Terror würde nichts sein gegen Staatenterror

Nun, was nicht gedacht wurde, tritt ein, Angst vor dem Terror. Aber weiter nicht vor dem Terror, den vor allem irrgeleite und einem Glauben aufgesessene Männer ausüben, sondern vor dem drohenden Staatenterror. Wenn das, was nun in Frankreich passiert, zum europaweiten Standard der Staaten wird, Rechtsstaatlichkeit auf diese Weise zur Norm werden sollte.

Nein, es ist noch nicht Angst, aber es beunruhigt, es erschreckt.

Es erschreckt und beunruhigt, wie jetzt in Frankreich Menschen aus dem Umfeld des Mörders gleich „festgenommen“ werden, um sie zu „verhören“.

Es erschreckt und beunruhigt, wie Medien in Europa nun darüber berichten, wie selbstverständlich sie es hinnehmen und verbreiten, Menschen seien als „Verdächtige festgenommen“ worden. Dabei ist nicht einmal geklärt ist, ob der Mörder in Nizza tatsächlich Komplizen und Komplizinnen hatte.

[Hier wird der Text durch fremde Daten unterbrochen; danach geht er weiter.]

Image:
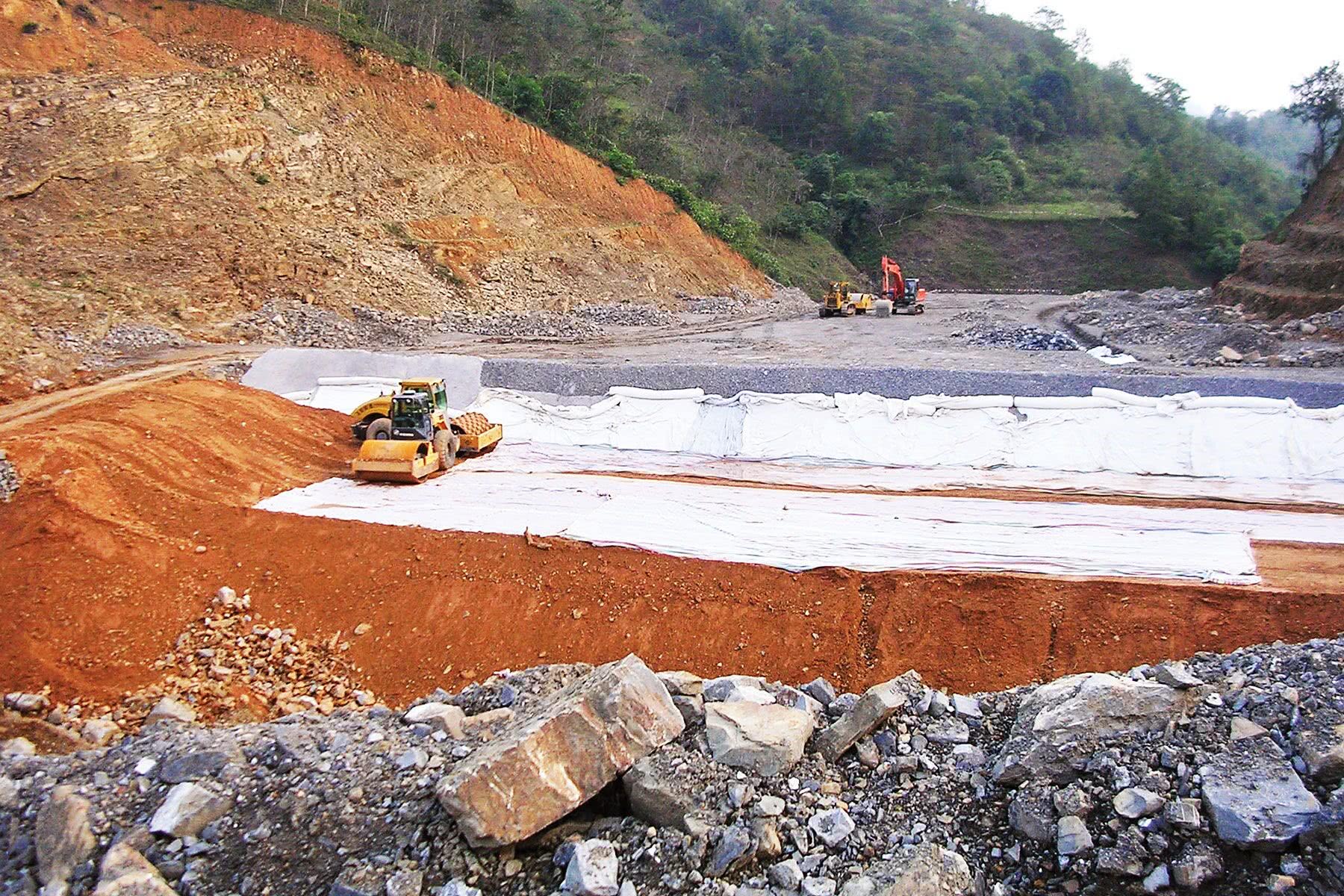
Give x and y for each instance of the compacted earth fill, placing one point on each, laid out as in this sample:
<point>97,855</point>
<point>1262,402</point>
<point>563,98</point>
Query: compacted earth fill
<point>441,455</point>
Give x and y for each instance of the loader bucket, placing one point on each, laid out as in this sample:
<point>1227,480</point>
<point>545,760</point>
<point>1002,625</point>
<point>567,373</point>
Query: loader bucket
<point>394,461</point>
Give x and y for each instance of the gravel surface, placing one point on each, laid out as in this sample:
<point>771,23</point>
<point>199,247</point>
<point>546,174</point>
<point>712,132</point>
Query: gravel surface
<point>578,378</point>
<point>1189,328</point>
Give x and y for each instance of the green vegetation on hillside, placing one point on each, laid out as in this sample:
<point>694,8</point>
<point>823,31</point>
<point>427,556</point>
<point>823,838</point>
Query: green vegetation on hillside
<point>1275,134</point>
<point>776,124</point>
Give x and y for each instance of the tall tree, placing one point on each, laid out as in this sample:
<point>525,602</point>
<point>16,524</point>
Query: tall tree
<point>1169,93</point>
<point>1320,102</point>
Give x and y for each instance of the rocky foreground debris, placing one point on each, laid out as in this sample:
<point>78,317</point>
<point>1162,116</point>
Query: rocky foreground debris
<point>1219,775</point>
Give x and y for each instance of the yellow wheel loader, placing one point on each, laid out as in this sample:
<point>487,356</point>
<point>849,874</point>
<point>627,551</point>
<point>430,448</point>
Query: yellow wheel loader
<point>839,300</point>
<point>408,435</point>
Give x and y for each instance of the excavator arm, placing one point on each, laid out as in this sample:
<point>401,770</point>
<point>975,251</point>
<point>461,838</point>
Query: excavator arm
<point>893,281</point>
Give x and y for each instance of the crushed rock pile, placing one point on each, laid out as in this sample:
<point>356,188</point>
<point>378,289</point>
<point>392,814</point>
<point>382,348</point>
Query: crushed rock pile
<point>1026,339</point>
<point>1216,775</point>
<point>226,667</point>
<point>8,479</point>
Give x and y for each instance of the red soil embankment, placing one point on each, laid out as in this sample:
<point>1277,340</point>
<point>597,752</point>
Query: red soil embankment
<point>101,573</point>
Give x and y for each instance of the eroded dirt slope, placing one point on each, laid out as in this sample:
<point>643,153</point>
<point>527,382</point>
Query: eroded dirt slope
<point>104,570</point>
<point>1300,270</point>
<point>183,164</point>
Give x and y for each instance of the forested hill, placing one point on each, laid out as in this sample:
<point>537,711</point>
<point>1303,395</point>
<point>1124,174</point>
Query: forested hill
<point>784,124</point>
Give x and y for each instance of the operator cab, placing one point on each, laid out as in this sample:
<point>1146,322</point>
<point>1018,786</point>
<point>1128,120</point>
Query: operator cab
<point>410,413</point>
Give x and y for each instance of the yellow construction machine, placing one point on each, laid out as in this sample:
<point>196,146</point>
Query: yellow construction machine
<point>408,435</point>
<point>898,294</point>
<point>839,300</point>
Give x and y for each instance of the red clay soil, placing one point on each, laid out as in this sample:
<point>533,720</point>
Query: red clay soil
<point>101,573</point>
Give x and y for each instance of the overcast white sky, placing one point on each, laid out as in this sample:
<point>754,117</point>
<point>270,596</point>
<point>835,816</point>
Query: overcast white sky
<point>1243,54</point>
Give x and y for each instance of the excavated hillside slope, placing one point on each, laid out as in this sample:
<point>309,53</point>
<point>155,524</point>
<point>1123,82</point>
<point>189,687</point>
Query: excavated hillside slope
<point>186,163</point>
<point>1300,270</point>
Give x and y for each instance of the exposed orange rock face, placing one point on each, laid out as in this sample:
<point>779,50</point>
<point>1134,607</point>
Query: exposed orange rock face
<point>184,163</point>
<point>1300,270</point>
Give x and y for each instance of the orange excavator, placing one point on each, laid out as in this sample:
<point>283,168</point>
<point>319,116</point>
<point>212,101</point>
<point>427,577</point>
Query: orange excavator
<point>905,294</point>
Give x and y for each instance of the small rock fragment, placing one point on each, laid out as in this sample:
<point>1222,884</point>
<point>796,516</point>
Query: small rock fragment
<point>593,869</point>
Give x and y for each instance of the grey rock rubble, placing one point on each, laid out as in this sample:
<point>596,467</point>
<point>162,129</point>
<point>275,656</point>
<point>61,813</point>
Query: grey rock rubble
<point>8,479</point>
<point>596,782</point>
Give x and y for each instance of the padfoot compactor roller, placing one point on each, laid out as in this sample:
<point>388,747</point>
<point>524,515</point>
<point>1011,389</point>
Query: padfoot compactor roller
<point>408,435</point>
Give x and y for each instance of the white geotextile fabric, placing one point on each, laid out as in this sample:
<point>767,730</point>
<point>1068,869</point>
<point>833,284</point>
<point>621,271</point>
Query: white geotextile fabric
<point>848,476</point>
<point>793,529</point>
<point>1110,432</point>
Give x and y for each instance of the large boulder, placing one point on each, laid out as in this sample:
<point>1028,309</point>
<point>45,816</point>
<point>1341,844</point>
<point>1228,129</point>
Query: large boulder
<point>877,704</point>
<point>551,761</point>
<point>925,871</point>
<point>63,837</point>
<point>187,809</point>
<point>766,739</point>
<point>1254,798</point>
<point>1060,724</point>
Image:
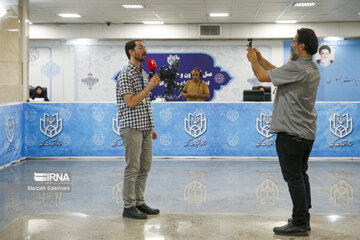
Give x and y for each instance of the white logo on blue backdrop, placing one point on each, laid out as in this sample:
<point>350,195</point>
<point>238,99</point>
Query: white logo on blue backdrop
<point>116,130</point>
<point>51,126</point>
<point>10,132</point>
<point>165,139</point>
<point>195,126</point>
<point>232,139</point>
<point>166,114</point>
<point>232,115</point>
<point>99,139</point>
<point>341,126</point>
<point>30,115</point>
<point>171,58</point>
<point>263,128</point>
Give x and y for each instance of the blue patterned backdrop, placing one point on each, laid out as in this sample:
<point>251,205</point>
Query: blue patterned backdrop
<point>11,133</point>
<point>184,129</point>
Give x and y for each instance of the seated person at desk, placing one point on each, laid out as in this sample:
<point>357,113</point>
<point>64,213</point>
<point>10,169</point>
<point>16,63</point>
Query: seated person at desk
<point>38,93</point>
<point>195,89</point>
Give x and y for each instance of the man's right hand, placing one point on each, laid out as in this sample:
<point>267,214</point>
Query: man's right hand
<point>154,81</point>
<point>258,54</point>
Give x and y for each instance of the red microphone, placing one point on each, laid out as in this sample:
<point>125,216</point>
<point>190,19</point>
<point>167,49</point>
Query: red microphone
<point>152,65</point>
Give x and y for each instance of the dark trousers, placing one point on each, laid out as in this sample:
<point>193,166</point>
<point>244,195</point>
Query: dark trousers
<point>293,155</point>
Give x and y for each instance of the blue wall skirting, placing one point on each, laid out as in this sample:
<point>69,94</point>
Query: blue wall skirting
<point>184,129</point>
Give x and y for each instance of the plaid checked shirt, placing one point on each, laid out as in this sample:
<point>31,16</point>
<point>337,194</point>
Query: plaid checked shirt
<point>129,81</point>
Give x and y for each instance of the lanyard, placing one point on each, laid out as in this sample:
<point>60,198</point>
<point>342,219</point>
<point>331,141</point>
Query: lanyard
<point>142,81</point>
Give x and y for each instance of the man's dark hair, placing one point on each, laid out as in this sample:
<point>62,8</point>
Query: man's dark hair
<point>131,45</point>
<point>309,38</point>
<point>324,47</point>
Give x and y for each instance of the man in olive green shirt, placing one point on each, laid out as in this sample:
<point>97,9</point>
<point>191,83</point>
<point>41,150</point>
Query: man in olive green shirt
<point>195,89</point>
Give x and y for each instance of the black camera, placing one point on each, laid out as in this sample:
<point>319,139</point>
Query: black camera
<point>168,74</point>
<point>250,42</point>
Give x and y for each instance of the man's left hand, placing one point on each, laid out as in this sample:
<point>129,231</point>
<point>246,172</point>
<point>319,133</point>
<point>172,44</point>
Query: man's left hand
<point>154,135</point>
<point>252,57</point>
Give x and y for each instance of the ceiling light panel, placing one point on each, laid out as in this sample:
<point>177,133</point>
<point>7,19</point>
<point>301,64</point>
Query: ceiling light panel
<point>134,6</point>
<point>304,4</point>
<point>69,15</point>
<point>219,14</point>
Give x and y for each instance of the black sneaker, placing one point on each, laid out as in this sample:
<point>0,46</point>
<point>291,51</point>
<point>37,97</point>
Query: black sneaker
<point>148,210</point>
<point>291,230</point>
<point>307,224</point>
<point>134,213</point>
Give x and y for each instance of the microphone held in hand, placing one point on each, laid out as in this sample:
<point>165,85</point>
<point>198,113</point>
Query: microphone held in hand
<point>152,66</point>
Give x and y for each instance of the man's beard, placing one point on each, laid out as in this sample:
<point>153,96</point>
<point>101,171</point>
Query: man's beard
<point>294,54</point>
<point>140,59</point>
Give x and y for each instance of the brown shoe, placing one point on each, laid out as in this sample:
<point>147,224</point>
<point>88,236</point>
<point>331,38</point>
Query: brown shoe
<point>134,213</point>
<point>148,210</point>
<point>291,230</point>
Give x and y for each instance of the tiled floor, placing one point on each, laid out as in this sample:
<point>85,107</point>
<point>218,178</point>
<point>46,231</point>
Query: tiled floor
<point>198,198</point>
<point>76,226</point>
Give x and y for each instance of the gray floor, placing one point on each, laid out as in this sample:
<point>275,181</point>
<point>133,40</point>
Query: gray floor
<point>198,198</point>
<point>76,226</point>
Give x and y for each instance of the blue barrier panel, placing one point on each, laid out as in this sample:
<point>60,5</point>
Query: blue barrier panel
<point>71,129</point>
<point>184,129</point>
<point>10,133</point>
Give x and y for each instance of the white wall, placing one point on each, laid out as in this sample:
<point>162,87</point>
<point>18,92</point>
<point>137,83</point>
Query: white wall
<point>66,86</point>
<point>188,31</point>
<point>72,63</point>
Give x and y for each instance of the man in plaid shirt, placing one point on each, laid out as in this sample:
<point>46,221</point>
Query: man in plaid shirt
<point>136,129</point>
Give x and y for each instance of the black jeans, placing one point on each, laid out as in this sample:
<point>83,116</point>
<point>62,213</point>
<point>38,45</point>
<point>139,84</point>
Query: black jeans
<point>293,155</point>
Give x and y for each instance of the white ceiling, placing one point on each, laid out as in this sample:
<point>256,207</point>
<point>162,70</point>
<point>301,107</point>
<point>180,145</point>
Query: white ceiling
<point>193,11</point>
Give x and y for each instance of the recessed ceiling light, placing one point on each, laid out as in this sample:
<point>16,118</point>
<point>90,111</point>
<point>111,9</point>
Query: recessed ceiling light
<point>304,4</point>
<point>219,14</point>
<point>3,11</point>
<point>133,6</point>
<point>69,15</point>
<point>153,22</point>
<point>286,21</point>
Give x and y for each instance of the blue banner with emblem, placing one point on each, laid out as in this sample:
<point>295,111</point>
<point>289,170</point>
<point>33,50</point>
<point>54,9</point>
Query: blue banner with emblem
<point>10,133</point>
<point>211,74</point>
<point>184,129</point>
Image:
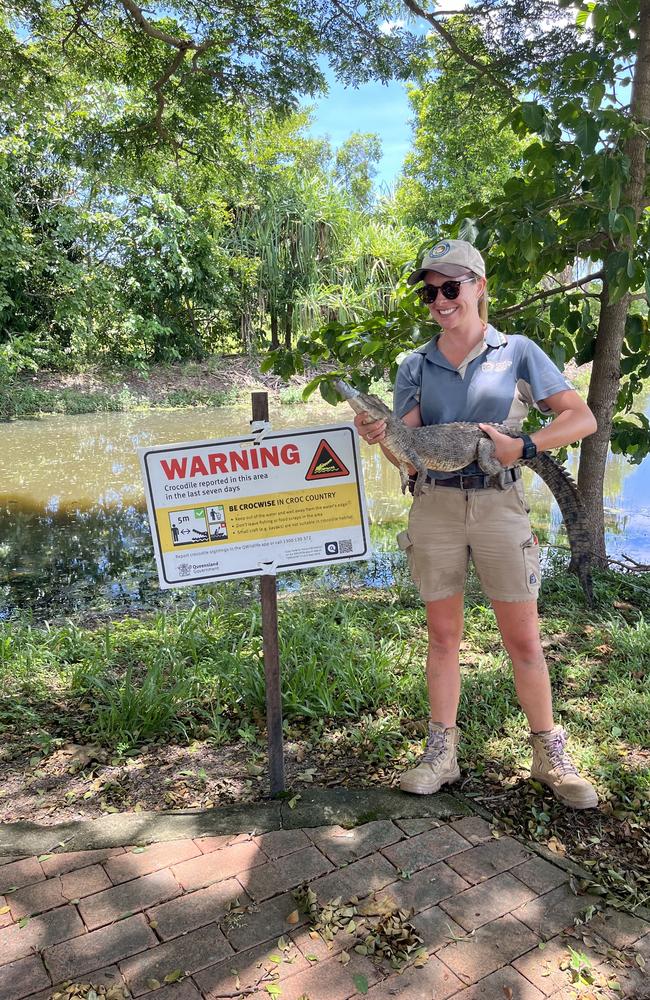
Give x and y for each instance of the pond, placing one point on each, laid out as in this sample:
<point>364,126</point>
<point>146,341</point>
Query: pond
<point>74,533</point>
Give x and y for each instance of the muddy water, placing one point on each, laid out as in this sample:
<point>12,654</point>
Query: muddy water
<point>74,535</point>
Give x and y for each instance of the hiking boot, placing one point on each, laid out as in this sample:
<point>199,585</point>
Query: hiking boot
<point>553,767</point>
<point>438,765</point>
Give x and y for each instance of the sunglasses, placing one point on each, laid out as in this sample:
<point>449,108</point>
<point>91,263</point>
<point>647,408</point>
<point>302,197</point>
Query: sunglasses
<point>450,290</point>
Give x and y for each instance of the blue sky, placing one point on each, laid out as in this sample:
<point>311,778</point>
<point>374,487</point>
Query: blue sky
<point>369,108</point>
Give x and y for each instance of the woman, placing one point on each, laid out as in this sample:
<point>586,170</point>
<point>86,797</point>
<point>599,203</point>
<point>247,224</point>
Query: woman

Aber schon wird europaweit berichtet: „Verdächtige“ …

Daß es Ermittlungen gibt, daß Menschen aus dem nahen und näheren Umfeld eines Täters oder einer Täterin befragt werden, das ist ein normaler und verständlicher und eines Rechtsstaates angemessener Vorgang, um zu weiteren Erkenntnissen über einen, wie in diesem Fall, Mörder zu gelangen. Aber daß dafür Menschen gleich inhaftiert werden, das erschreckt und beunruhigt. Es wurde etwa die von dem Mörder getrennte Ex-Ehefrau am letzten Freitag festgenommen worden. Heute, 17. Juli 2016, soll sie wieder „freigelassen“ worden sein. Es kann auch nachvollzogen werden, daß sogar eine von einem Mörder getrennte Ex-Ehefrau befragt wird, um zu einem vollständigen Bild von einem Mörder zu kommen, daß gedacht werden kann, auch das nachvollziehbar, sie könnte vielleicht ein Steinchen zum Puzzle Motiv des Mörders legen … aber sie dafür gleich von Freitag bis Sonntag „festzunehmen“ … In Frankreich ist es derzeit wohl besser, als Einzelgänger oder Einzelgängerin tief in einem Wald zu leben, und auch nie eine Familie gehabt zu haben …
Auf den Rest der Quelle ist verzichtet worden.